Historia
Czarna Postać
Czy śniła ci się kiedyś zamaskowana, czarna postać? Chciała coś od ciebie? A może z tobą walczyła?
Kamila J. zaginęła w nocy z 18 na 19 Grudnia 2011 roku.
Gdy funkcjonariusze policji przeszukiwali jej komputer, okazało się, że miała ona konto na pewnym internetowym forum, pod nickiem [Dane zastrzeżone]. Ludzie tam piszący interesowali się magią, wszystko to wyglądało jak okultystyczna sekta, jednak nie wydawała się bardzo groźna.
Pewnego dnia Kamili przyśnił się nietypowy sen. Dziewczyna następnego dnia zadała na owym forum pytanie, które brzmiało mniej więcej tak:
"[...] Nie odbierał i nagle poczułam się dziwnie, moje poczucie bezpieczeństwa jakby gdzieś odpłynęło. Odwróciłam się i zobaczyłam za sobą ciemną postać w kapturze. Wyglądała tak jak czasami przedstawia się śmierć. Nie było widać ani kończyn, ani twarzy. [...] Gdy obróciłam się ona nadal tam był, ale dużo bliżej. Powtórzyłam tą samą czynność, ale bardziej się starając. Gdy znów tam spojrzałam zobaczyłam twarz tego czegoś. Była straszna, nie miała konkretnego wyglądu, nie pamiętam z niej nic nie licząc tego że była blada i przypominała maskę. Byłam tak przerażona że szybko otworzyłam oczy, jednocześnie zrywając się do pozycji siedzącej. Nie mam pojęcia co to było i czemu nie mogłam się "tego" pozbyć."

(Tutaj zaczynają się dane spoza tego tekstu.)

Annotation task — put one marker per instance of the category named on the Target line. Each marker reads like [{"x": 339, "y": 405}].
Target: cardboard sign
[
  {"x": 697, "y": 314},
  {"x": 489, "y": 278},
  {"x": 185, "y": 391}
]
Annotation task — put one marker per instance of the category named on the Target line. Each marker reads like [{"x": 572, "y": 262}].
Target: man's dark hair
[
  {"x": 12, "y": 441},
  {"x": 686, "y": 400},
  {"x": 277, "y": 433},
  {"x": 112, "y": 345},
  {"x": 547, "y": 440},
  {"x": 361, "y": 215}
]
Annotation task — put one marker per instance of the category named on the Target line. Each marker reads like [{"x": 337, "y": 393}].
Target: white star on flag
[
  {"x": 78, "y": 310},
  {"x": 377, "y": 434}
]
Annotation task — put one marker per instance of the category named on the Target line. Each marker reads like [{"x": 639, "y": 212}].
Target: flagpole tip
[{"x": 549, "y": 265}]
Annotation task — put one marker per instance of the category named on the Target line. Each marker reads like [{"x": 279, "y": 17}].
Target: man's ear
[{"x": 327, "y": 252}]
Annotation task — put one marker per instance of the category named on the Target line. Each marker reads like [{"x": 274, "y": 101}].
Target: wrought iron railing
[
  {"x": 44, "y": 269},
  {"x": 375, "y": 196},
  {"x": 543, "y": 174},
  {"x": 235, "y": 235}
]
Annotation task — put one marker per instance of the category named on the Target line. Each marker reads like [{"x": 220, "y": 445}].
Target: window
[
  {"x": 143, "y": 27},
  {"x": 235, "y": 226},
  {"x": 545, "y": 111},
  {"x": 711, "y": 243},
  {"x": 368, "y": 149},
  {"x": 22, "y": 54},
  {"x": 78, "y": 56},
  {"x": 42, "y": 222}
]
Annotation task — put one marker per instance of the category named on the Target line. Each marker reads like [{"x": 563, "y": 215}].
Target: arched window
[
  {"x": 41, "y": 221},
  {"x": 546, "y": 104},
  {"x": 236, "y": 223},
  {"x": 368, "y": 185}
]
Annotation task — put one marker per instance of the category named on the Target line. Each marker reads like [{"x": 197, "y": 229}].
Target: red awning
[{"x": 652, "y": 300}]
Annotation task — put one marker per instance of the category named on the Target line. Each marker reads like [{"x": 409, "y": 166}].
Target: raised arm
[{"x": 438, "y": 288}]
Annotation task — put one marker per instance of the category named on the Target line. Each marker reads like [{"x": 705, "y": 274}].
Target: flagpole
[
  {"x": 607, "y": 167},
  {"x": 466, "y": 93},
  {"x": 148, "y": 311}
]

Użytkownicy dość szybko odpowiedzieli na post dziewczyny, utrzymując, że spotkało ich coś bardzo podobnego. Niektórzy mówili, że jest to demon, inni nazywali to 'Czarną Postacią'. Jedną użytkowniczkę ponoć prześladował od dziecka. Tłumaczyli, że jest to slaby byt, który przesyła małe ilości tajemniczej Złej Energii.
Następnie kolejna użytkowniczka napisała, iż spotkała już tę istotę, uważaną przez jednego z nich za 'Anioła':
"Cholera, znam gościa O.O Przynajmniej tak mi się wydaje, bo do opisu pasuje...
Kiedyś mi się śnił, chyba jeszcze zanim zaczęłam się interesować magią."
W tej chwili policja wykluczyła alternatywę, iż postać jest wyimaginowana poprzez zbytnie interesowanie się rzeczami nadprzyrodzonymi.
Niestety, okazało się również, że wielu innych ludzi widuje tajemniczą osobę w swoich snach.
Ta sprawa nie była jedną z tych nudniejszych i schemtycznych.
Gdy zapytaliśmy o całej sprawie matkę Kamili J. , otrzymaliśmy interesujące informacje.
Miesiąc przed zaginięciem dziewczyna zaczęła dziwnie się zachowywać - mówiła o Czarnej Postaci, która ukazywała jej się ponoć w snach, i bała się jej. Rzadko sypiała, ponieważ nie chciała spotkać się z 'Demonem'. Zaczęła bać się ciemności, nocą zawsze świeciła światło w swoim pokoju. Jak już musiała się wyspać, robiła to z włączoną kamerą.
Policjanci zdecydowali się przeglądnąć zawartość kamery. Gdy oglądali filmy, jakie dziewczyna nagrała, w czasie, gdy spała, natknęli się pod koniec ostatniego z nich, nagranego nocą z 18 na 19 Grudnia, na coś bardzo dziwnego.
Poszukując dalszych postów w temacie na forum, znajdziemy enigmatyczne informacje podane przez jedną z użytkowniczek:
" Taaa... Jego stara taktyka, dziwię się że jeszcze mu się nie nudzi xD Zawsze na początek atakuje w snach, widocznie jest tchórz i boi się z stanąć twarzą w twarz - kiedy już wzbudzi strach w swojej ofierze wtedy dopiero pokazuje się na jawie (materializuje się w świecie fizycznym) i atakuje na planie fizycznym."
Na monitorze pojawił się tajemniczy, jakby trochę niematerialny człowiek w przedziwnej masce, po czym film urwał się, i ujrzeli jedynie charakterystyczny 'śnieg'. Co dziwniejsze, światło musiało być zgaszone - matka dziewczyny utrzymywała, że nigdy nie było wyłączane w nocy. Żarówka po sprawdzeniu okazała się być przepalona.